For Zambia still needs China, a big presence all over the region. Hichilema’s government aims to boost copper production. For that it needs to improve its roads (hence the continued interest in the T3 project) and its electrical grid.

But there’s the sticky issue of the Kafue Gorge Lower Power Station, a massive hydroelectric dam responsible for generating 27% of Zambia’s electricity. Although a joint Zambian-China venture, China Eximbank and ICBC have funded 85% of costs. The project slowed when Zambia began defaulting on its foreign debt in 2020, with the Trump administration claiming the dam could be used as collateral on unpaid Chinese debts, which Zambia denies. According to Bloomberg, the Chinese side had requested the dam be ring-fenced in the restructuring negotiations.

Today, numerous projects in Zambia are coming across problems — even Tazara is looking for new Chinese investors after experiencing a consistent drop in freight.

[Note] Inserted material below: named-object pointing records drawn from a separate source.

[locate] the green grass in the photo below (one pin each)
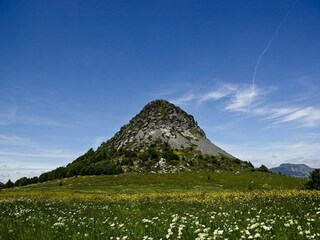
(279, 215)
(204, 205)
(178, 182)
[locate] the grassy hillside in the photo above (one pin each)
(219, 205)
(164, 183)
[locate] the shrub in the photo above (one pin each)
(314, 182)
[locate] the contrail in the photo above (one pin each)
(270, 41)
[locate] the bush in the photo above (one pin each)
(314, 182)
(262, 168)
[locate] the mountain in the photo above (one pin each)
(161, 120)
(160, 138)
(294, 170)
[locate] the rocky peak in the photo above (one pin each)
(162, 121)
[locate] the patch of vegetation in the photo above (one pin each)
(254, 215)
(314, 180)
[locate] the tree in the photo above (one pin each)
(22, 182)
(314, 182)
(9, 184)
(263, 168)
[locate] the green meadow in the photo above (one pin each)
(210, 205)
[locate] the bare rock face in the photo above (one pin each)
(161, 121)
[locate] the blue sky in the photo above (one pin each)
(73, 72)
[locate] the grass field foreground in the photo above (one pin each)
(225, 205)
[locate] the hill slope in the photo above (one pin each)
(162, 138)
(294, 170)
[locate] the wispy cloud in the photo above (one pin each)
(52, 154)
(14, 140)
(254, 100)
(184, 100)
(223, 91)
(243, 99)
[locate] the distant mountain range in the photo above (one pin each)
(293, 170)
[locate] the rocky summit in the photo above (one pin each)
(161, 121)
(161, 138)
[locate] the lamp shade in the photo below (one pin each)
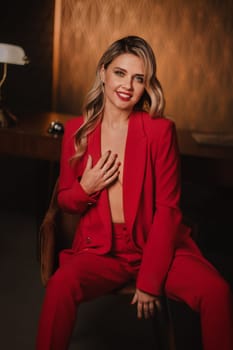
(12, 54)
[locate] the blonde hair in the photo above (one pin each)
(152, 100)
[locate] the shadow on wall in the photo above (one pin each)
(193, 43)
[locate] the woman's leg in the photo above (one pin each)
(85, 277)
(196, 282)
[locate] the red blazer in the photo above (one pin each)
(151, 195)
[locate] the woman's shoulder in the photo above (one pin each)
(73, 123)
(157, 124)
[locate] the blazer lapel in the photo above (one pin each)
(134, 167)
(94, 149)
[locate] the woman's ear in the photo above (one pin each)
(102, 74)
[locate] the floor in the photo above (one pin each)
(108, 323)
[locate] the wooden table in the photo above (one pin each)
(30, 138)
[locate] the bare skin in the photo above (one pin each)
(124, 84)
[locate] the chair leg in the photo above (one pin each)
(164, 326)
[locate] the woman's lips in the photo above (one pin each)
(124, 96)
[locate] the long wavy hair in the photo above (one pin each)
(152, 100)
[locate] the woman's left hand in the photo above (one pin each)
(146, 304)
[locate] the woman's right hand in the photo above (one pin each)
(101, 175)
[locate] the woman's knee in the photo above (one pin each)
(64, 282)
(218, 289)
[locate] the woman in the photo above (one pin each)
(120, 171)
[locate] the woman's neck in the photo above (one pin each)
(115, 119)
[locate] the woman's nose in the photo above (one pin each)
(128, 83)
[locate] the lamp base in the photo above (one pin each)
(7, 119)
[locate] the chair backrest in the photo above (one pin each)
(55, 233)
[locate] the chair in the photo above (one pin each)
(56, 233)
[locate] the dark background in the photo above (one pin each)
(29, 88)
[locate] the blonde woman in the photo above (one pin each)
(119, 170)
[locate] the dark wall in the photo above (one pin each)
(28, 24)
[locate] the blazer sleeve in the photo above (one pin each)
(71, 196)
(166, 227)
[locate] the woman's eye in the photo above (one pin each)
(139, 79)
(119, 73)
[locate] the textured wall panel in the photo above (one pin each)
(192, 40)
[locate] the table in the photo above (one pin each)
(30, 138)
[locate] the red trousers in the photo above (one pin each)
(87, 276)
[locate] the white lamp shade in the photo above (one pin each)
(12, 54)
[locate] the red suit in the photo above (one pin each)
(171, 261)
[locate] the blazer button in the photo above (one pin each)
(88, 240)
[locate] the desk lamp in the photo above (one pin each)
(9, 54)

It’s possible there was conflict between China’s diplomats and businesses in Zambia’s debt negotiations. According to a report from the China Africa Research Initiative (CARI), ambassador to Zambia Dù Xiǎohuī 杜晓晖 has been visiting numerous banks holding Zambian debt, hoping to obtain a resolution to the debt problem. ​​“For the banks, profit perhaps is a very important thing in the solution of the debt issue,” Du told them. “But for diplomats, the national interest is more important.”

The Ministry of Foreign Affairs has no say over debt negotiations, but as noted by CARI’s report, they are invaluable at bringing high-level Chinese politicians to the table. Zambia’s special relationship meant Chinese politicians were on its side (or at least wanted to be seen to be so). Perhaps a diplomatic connection upheld by Xi as a model of China-Africa cooperation was too big to fail.